Author |
Message
|
SAFraser |
Posted: Thu Sep 09, 2010 7:03 am Post subject: RESOLVED: Solaris 10 Zone Impact on MQ Performance |
|
|
 Shaman
Joined: 22 Oct 2003 Posts: 742 Location: Austin, Texas, USA
|
We are working on a performance issue.
Operating system: Solaris 10
WebsphereMQ: 7.0.1.3
System tuning as specified in IBM documents.
During application testing, we noticed a degraded dequeue rate. In addition to application testing, we were also running a utility to clear a queue using a destructive get utility (based upon amqsget). When we killed the utility, the dequeue rate improved but still was not what we expect.
So, we ran the following test:
MQ running on a Solaris 10 global zone
Sent and consumed 150,000 small test messages.
Enqueue rate: 42,857 avg
Dequeue rate: 42,857 avg
MQ running on a Solaris 10 sparse zone
Sent and consumed 150,000 small test messages.
Enqueue rate: 33,335 avg
Dequeue rate: 5,642 avg
System resources were virtually unaffected during either test. In other words, no appreciable change in CPU and memory usage were noted. Our initial troubleshooting suggests that the global zone / sparse zone variable is the significant one.
We are working with our Solaris admins, and perhaps a ticket to Sun will follow. We will probably open a PMR shortly; but, I'd be interested in thoughts from this forum. Thanks very much.

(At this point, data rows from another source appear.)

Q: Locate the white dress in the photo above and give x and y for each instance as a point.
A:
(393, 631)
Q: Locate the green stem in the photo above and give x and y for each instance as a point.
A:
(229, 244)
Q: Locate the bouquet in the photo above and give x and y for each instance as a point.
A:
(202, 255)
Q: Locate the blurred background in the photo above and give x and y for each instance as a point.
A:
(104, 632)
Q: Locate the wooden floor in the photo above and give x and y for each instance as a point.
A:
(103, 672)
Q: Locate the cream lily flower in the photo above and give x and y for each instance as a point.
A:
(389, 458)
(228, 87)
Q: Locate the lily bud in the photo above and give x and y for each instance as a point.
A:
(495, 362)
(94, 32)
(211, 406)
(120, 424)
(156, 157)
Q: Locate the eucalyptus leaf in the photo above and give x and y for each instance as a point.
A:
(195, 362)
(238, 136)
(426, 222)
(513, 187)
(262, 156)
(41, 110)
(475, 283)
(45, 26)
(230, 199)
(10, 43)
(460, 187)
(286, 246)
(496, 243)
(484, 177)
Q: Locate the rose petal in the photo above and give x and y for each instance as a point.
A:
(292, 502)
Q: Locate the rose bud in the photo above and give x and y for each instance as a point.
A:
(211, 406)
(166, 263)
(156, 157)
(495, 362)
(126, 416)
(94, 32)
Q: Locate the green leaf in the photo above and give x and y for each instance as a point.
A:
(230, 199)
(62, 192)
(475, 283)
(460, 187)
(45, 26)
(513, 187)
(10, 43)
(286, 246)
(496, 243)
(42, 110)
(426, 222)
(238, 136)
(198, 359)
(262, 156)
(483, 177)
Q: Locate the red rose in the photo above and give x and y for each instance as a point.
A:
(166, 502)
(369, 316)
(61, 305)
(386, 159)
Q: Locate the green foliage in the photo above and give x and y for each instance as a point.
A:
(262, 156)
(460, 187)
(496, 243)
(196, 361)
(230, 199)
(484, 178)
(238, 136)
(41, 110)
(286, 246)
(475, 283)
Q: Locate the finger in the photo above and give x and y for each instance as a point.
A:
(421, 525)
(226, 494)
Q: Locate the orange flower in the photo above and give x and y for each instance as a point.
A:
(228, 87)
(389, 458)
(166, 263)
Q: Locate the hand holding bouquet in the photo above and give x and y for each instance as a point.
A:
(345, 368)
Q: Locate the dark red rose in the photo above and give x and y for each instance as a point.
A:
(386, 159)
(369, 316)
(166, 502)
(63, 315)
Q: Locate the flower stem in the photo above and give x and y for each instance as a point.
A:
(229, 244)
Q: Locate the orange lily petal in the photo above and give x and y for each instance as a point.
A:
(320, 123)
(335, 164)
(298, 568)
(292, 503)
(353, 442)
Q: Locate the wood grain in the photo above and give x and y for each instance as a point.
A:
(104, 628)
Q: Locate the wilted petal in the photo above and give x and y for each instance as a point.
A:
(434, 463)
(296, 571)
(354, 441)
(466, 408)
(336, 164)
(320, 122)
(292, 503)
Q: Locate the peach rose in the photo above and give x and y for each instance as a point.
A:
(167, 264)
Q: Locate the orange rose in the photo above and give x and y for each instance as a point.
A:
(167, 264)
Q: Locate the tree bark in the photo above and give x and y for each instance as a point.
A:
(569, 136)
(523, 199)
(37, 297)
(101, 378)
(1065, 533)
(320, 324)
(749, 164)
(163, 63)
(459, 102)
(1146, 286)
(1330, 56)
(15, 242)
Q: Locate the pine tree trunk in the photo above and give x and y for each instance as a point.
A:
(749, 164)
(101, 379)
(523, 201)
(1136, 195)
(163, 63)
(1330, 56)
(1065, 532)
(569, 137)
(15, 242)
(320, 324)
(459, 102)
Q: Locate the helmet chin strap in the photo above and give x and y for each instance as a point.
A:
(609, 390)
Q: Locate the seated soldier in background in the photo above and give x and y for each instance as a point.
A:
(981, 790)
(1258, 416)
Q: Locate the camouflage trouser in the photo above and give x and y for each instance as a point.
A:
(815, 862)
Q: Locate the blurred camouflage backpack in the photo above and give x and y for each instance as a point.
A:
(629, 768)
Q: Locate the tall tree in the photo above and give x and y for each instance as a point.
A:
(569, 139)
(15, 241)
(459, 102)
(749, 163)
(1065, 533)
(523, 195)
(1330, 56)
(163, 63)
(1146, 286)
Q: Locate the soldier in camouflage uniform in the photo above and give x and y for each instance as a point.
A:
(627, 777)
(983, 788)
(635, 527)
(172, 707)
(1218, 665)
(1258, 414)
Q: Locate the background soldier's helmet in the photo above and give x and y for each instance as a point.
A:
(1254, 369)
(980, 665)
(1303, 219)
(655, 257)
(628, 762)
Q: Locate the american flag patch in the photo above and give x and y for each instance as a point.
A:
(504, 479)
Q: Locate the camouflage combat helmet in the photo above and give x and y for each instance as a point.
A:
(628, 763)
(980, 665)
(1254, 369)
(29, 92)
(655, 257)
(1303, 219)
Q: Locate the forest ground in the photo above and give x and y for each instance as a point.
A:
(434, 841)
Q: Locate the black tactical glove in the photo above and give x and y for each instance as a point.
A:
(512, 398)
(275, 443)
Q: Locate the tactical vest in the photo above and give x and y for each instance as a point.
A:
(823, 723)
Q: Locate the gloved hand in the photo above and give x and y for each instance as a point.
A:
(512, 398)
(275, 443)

Last edited by SAFraser on Thu Sep 16, 2010 4:26 pm; edited 1 time in total |
|
Back to top |
|
 |
mvic |
Posted: Fri Sep 10, 2010 12:12 pm Post subject: Re: Solaris 10 Zone Impact on MQ Performance |
|
|
 Jedi
Joined: 09 Mar 2004 Posts: 2080
|
SAFraser wrote: |
Our initial troubleshooting suggests that the global zone / sparse zone variable is the significant one.
We are working with our Solaris admins, and perhaps a ticket to Sun will follow. We will probably open a PMR shortly; but, I'd be interested in thoughts from this forum. Thanks very much. |
Is the OS/hardware delivering the same CPU and I/O resources to MQ in these 2 situations? Your OS support will be the best place to start. If (unlikely) they say MQ did something different in the 2 cases, then the job would be to work out why that was. |
|
Back to top |
|
 |
SAFraser |
Posted: Fri Sep 10, 2010 12:44 pm Post subject: |
|
|
 Shaman
Joined: 22 Oct 2003 Posts: 742 Location: Austin, Texas, USA
|
Yes, the same system resources are available in the global and sparse zones. We removed all resource caps and performed the test in the global zone and the sparse zone on the same physical server. Get rates were 8000/minute on the global zones and 4500/minute on the sparse zone. Same volume of messages, same message content.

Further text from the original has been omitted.